En effet, ces événements, aussi dramatiques soient-ils, révèlent qu’un grand nombre d’alliés inattendus semblent vouloir se joindre à la lutte contre les agressions sexuelles, une offre que le mouvement féministe peut difficilement refuser. Voici donc, sommairement, une liste de tâches auxquelles devraient s’atteler tous ceux qui se sont découvert dans les derniers jours une nouvelle sensibilité à la condition féminine.

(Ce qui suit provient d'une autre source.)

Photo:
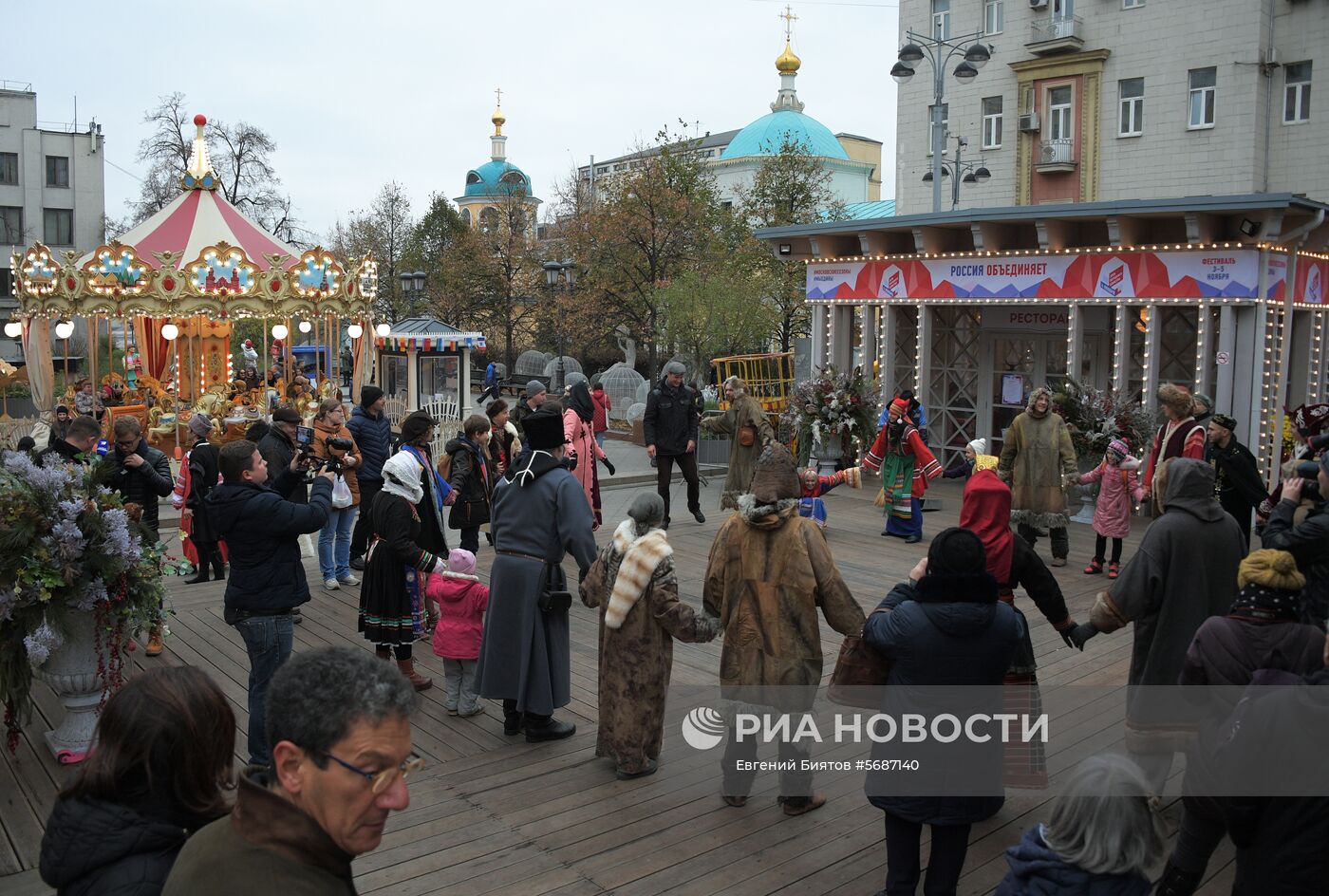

  • Vous informer au sujet de la culture du viol et la combattre dans votre milieu de travail, dans votre famille, au bar, dans les vestiaires, etc.;
  • Accepter de créer un frette durant les réunions familiales en protégeant les enfants d’un beau-frère aux mains baladeuses, quoi qu’en pensent les experts en étiquette;
  • Prendre le risque de passer pour la personne lourde et sans humour lorsque vous inciterez votre entourage à réfléchir au message véhiculé par une blague qui mise sur la drogue du viol comme levier humoristique;
  • Ne pas présumer qu’une femme qui s’habille sexy – peu importe ce que cela signifie dans votre esprit – a nécessairement envie d’avoir une relation sexuelle avec le premier venu;
  • Écouter les victimes d’agression sexuelle et résister à la tentation de croire que leurs témoignages sont motivés par un désir autre que celui d’obtenir justice. En dénonçant leurs agresseurs, les victimes s’exposent encore trop souvent à des jugements hostiles;
  • Militer contre les disparités économiques entre les hommes et les femmes, puisque la pauvreté est un facteur de vulnérabilité aux agressions sexuelles. D’autres facteurs de vulnérabilité comme le racisme, l’hétérosexisme, le sexisme ou n’importe quelle autre forme de discrimination sont également à combattre;
  • Retirer le mot «salope» de votre vocabulaire;
  • Cesser d’utiliser l’expression «nos femmes», comme dans la phrase : «Ils violent nos femmes.» D’abord, les femmes n’appartiennent à personne. Ensuite, s’intéresser aux victimes d’agression, c’est s’intéresser au sort de toutes les femmes, et pas exclusivement au sort de celles qui vous ressemblent. Une pensée spéciale pour les femmes autochtones, les immigrantes et les femmes racisées (victimes de discriminations diverses en raison de leur race), qui sont surreprésentées parmi les victimes de violence sexuelle;
  • Dénoncer les comportements harcelants des personnes de votre entourage et cesser de les relativiser par des phrases telles que «Marcel, c’est Marcel», ou encore de les excuser sous prétexte que l’agresseur «accomplit un excellent travail»;
  • S’intéresser aux agressions sexuelles toutes ces nombreuses fois où elles ne sont pas commises par des immigrants ou des réfugiés, c’est-à-dire, la plupart du temps.